With the crashing back to Earth that the IT industry as a whole suffered in the early part of this decade, many at the time scoffed at how remarkably upbeat Intel remained about the potential of internet-related technologies. Assistant Professor of Technology Management Anne-Laure Fayard and the Cora Chaired Professor of Retailing and Management Charles Galunic's 2002 case study examines the decisions taken by one of the iconic corporations of the 90s to become a purely e-corporation.
With 2001 being such an annus horriblis for the semiconductor industry, Intel had very little time to decide on whether to refocus its energies on the technologies and operating methods that had succeeded so well in the past, or to stay the course and operationalise its vision and remain faithful to the concept of an e-corporation and its related technologies. It had already made more twice as many acquisitions the previous year than in the history of the company in its search for greater synergy. As top policy makers in Intel saw it, the advantage over competitors in its sector would no longer come through innovations in micro-processing, but rather through providing first-rate organisational design and being able to allow clients to integrate this into their overall operational strategies.
In short, the corporation wanted to become, in the authors' words, "the pre-eminent building block supplier to the new economy worldwide" by being a diversified supplier of the technologies that it saw as the four pillars of the Internet economy: microprocessors, high-end server components, networking hardware, and hosted e-service businesses.
The authors describe the real predecessor of the e-corporation, the Intel Business Link (IBL), launched in 1998. This customer web order management system allowed clients to include e-commerce capabilities, as well as content information and file-sharing. By 2000, this made Intel the world leader in inline revenue. While the company was logging 40% more orders and spending 48% more time on customer relationship management, senior managers still felt that business-to-employee channels were being largely neglected. The Employee Services Project was thereby established.
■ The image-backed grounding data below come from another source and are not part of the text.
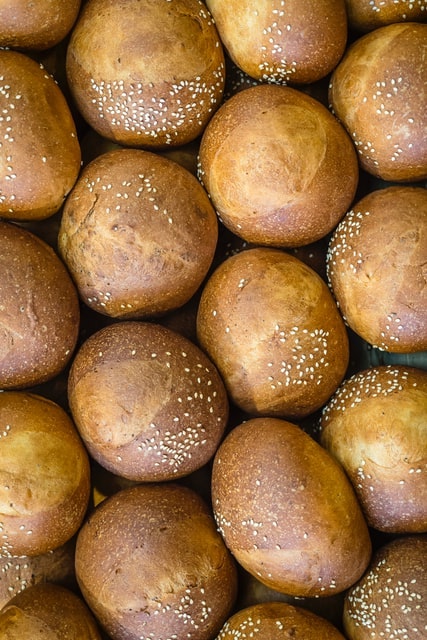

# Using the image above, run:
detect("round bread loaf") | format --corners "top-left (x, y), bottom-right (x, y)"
top-left (196, 247), bottom-right (349, 419)
top-left (343, 535), bottom-right (427, 640)
top-left (0, 50), bottom-right (81, 220)
top-left (198, 83), bottom-right (359, 248)
top-left (67, 321), bottom-right (229, 481)
top-left (329, 22), bottom-right (427, 182)
top-left (344, 0), bottom-right (427, 32)
top-left (58, 148), bottom-right (218, 319)
top-left (326, 186), bottom-right (427, 353)
top-left (0, 582), bottom-right (101, 639)
top-left (206, 0), bottom-right (347, 84)
top-left (0, 391), bottom-right (91, 557)
top-left (211, 417), bottom-right (372, 597)
top-left (0, 539), bottom-right (77, 609)
top-left (0, 221), bottom-right (80, 389)
top-left (217, 601), bottom-right (346, 639)
top-left (320, 365), bottom-right (427, 533)
top-left (75, 483), bottom-right (238, 640)
top-left (66, 0), bottom-right (225, 148)
top-left (0, 1), bottom-right (81, 50)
This comprehensive intranet network included two general features built into an employee portal: one involving the work-life relationship within Intel, the other centred on increasing efficiencies in HR management.
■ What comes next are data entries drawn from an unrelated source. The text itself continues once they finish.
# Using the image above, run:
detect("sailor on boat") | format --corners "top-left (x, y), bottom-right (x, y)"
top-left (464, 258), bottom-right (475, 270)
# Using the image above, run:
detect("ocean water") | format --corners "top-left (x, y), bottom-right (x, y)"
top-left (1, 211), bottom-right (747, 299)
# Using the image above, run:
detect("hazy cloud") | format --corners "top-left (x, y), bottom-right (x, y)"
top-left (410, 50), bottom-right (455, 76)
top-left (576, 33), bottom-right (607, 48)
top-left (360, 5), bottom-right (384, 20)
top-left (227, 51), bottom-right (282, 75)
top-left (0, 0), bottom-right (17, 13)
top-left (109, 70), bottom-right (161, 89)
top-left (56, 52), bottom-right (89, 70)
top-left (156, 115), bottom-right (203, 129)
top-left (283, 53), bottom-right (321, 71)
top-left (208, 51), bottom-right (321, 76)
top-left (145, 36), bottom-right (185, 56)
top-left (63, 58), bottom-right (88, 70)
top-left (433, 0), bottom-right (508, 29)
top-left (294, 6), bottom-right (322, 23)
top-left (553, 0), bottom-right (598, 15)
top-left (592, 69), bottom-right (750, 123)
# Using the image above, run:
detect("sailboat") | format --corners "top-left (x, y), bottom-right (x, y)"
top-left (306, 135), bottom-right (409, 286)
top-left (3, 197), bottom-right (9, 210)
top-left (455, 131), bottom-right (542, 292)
In late 1999, Intel CEO Craig Barrett asked for the creation of a special division to integrate all the various 'i'-initiatives that had sprung up across the company's generally decentralised and autonomous units. The e-Business Group (eBG), while having no direct business line responsibilities, had very significant operational responsibilities, being charged with making sure the e-corporation concept was firmly installed in every corner of Intel. As eBG expanded its remit, it was forced to evaluate how well the e-corporation concept as a whole was going down with both employees and customers.
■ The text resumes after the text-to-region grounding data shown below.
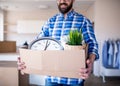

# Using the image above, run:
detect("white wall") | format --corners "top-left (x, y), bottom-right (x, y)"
top-left (4, 10), bottom-right (58, 46)
top-left (0, 9), bottom-right (4, 41)
top-left (86, 3), bottom-right (95, 22)
top-left (93, 0), bottom-right (120, 76)
top-left (95, 0), bottom-right (120, 41)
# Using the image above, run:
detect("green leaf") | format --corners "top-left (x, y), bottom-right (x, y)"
top-left (67, 29), bottom-right (83, 45)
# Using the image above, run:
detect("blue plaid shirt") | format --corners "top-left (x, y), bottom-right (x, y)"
top-left (37, 10), bottom-right (99, 85)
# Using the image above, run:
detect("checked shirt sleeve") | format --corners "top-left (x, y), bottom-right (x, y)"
top-left (81, 18), bottom-right (99, 60)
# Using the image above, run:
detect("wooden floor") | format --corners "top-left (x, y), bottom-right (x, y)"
top-left (84, 74), bottom-right (120, 86)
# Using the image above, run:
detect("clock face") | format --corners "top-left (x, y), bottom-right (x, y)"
top-left (29, 37), bottom-right (64, 50)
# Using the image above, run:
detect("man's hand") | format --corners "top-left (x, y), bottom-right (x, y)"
top-left (79, 54), bottom-right (95, 79)
top-left (17, 57), bottom-right (26, 75)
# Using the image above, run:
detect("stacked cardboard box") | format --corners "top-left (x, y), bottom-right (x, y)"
top-left (0, 41), bottom-right (16, 53)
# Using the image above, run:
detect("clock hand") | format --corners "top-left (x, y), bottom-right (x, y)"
top-left (46, 42), bottom-right (50, 49)
top-left (44, 40), bottom-right (51, 50)
top-left (44, 40), bottom-right (48, 50)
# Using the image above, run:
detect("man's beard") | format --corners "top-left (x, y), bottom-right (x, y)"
top-left (58, 2), bottom-right (73, 14)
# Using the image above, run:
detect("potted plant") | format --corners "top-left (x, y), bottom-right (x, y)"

The authors describe the challenges Intel faced in changing their customer's operational habits, especially the often arduous task of convincing them that using that the great deal of extra data entry the IBL system demanded would be worth their while. The study concludes with a thorough analysis of the radical impact e-corporation initiatives have had on the behaviour of Intel employees, including middle managers, field sales engineers, customer business analysts, and human resources managers.